Strict blood pressure control in patients with chronic kidney disease (CKD) does not prevent progression to end-stage renal disease (ESRD), but it does decrease the risk of death after ESRD onset, researchers concluded.
Elaine Ku, MD, of the University of California San Francisco, and colleagues studied 840 CKD patients in the Modification of Diet in Renal Disease (MDRD) trial. Patients were randomly assigned to strict versus usual blood pressure (BP) control from 1989 to 1993. Investigators defined strict control as mean arterial pressure below 92 mm Hg and usual control as mean arterial pressure below 107 mm Hg. Dr. Ku’s team conducted an extended follow-up of study enrollees by linkage with the U.S. Renal Data System and National Death Index to determine ESRD and vital status through 2010.

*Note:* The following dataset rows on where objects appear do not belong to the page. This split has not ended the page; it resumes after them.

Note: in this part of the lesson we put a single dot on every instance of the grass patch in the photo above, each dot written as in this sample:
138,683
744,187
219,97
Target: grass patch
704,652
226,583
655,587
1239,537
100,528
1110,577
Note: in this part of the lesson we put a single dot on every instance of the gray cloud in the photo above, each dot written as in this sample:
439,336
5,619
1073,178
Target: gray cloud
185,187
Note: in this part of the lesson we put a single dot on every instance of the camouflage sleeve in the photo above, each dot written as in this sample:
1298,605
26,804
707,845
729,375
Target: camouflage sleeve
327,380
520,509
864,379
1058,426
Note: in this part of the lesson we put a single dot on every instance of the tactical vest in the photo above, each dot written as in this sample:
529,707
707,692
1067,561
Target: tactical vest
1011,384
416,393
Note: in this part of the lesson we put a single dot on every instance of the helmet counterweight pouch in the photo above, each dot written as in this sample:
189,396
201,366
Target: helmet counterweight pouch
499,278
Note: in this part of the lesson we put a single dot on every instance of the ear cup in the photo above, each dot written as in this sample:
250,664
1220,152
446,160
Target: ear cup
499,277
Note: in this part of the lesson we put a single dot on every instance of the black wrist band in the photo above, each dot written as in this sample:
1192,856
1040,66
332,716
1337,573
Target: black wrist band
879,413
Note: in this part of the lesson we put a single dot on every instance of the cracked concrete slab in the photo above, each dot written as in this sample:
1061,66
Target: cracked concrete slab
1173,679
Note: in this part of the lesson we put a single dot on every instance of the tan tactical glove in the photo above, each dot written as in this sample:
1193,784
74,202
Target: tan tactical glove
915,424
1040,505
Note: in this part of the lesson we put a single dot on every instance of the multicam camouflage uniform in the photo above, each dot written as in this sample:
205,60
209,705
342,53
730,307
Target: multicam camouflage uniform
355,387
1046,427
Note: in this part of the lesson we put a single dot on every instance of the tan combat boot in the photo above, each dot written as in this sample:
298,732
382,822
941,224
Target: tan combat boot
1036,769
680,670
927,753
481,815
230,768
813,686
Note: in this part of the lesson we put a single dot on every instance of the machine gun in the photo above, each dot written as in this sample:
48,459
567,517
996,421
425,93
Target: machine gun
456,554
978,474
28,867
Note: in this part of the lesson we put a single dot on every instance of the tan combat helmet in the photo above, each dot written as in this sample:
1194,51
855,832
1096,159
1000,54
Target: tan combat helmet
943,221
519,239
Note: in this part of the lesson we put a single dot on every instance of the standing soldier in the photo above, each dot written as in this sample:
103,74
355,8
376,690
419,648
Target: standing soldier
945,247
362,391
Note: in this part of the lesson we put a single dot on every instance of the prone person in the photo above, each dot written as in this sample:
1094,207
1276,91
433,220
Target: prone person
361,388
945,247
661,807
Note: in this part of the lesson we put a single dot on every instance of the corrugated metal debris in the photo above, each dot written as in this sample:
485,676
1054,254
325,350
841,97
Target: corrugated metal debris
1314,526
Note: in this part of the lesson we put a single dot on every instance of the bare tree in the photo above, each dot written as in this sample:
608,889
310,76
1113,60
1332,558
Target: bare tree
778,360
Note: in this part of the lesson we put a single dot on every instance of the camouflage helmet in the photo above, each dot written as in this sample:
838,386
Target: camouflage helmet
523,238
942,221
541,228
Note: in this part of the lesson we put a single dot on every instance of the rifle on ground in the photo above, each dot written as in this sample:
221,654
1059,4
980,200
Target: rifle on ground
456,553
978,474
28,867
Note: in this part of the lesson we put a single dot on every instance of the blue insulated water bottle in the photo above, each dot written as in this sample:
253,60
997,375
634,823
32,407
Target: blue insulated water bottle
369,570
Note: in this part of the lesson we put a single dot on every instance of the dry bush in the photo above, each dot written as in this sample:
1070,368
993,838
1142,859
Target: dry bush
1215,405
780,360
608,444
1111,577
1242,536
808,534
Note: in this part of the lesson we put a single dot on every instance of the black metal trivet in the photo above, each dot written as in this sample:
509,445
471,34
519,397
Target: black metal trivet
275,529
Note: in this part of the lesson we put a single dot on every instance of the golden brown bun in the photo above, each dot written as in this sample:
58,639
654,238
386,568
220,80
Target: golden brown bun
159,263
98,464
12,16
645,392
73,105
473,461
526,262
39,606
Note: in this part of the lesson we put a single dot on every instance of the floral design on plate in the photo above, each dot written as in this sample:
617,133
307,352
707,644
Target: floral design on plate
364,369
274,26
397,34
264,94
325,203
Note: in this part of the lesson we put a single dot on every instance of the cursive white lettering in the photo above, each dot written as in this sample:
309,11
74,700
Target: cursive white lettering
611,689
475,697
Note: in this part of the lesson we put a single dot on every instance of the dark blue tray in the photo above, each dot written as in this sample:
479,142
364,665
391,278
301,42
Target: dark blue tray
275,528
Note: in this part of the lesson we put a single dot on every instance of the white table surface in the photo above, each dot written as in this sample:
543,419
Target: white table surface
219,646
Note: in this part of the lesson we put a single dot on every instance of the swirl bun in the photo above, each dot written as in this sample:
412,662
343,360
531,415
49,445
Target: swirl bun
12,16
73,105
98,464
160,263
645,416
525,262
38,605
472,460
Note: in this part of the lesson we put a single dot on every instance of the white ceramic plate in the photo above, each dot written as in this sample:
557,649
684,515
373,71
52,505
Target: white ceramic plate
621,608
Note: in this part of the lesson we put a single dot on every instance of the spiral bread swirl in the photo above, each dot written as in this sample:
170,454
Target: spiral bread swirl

ESRD developed in 627 patients through 2010, with a median follow-up of 19.3 years, Dr. Ku’s group reported online ahead of print in Kidney International. After ESRD onset, 142 deaths occurred in the strict BP control arm and 182 deaths occurred in the usual BP control arm, which translated into a significant 28% decreased risk of death in the strict BP control arm.
Overall, regardless of ESRD status, 212 deaths occurred in the strict BP control arm and 233 deaths occurred in the usual BP control arm, which translated into a significant 18% decreased risk of death in the strict BP control arm.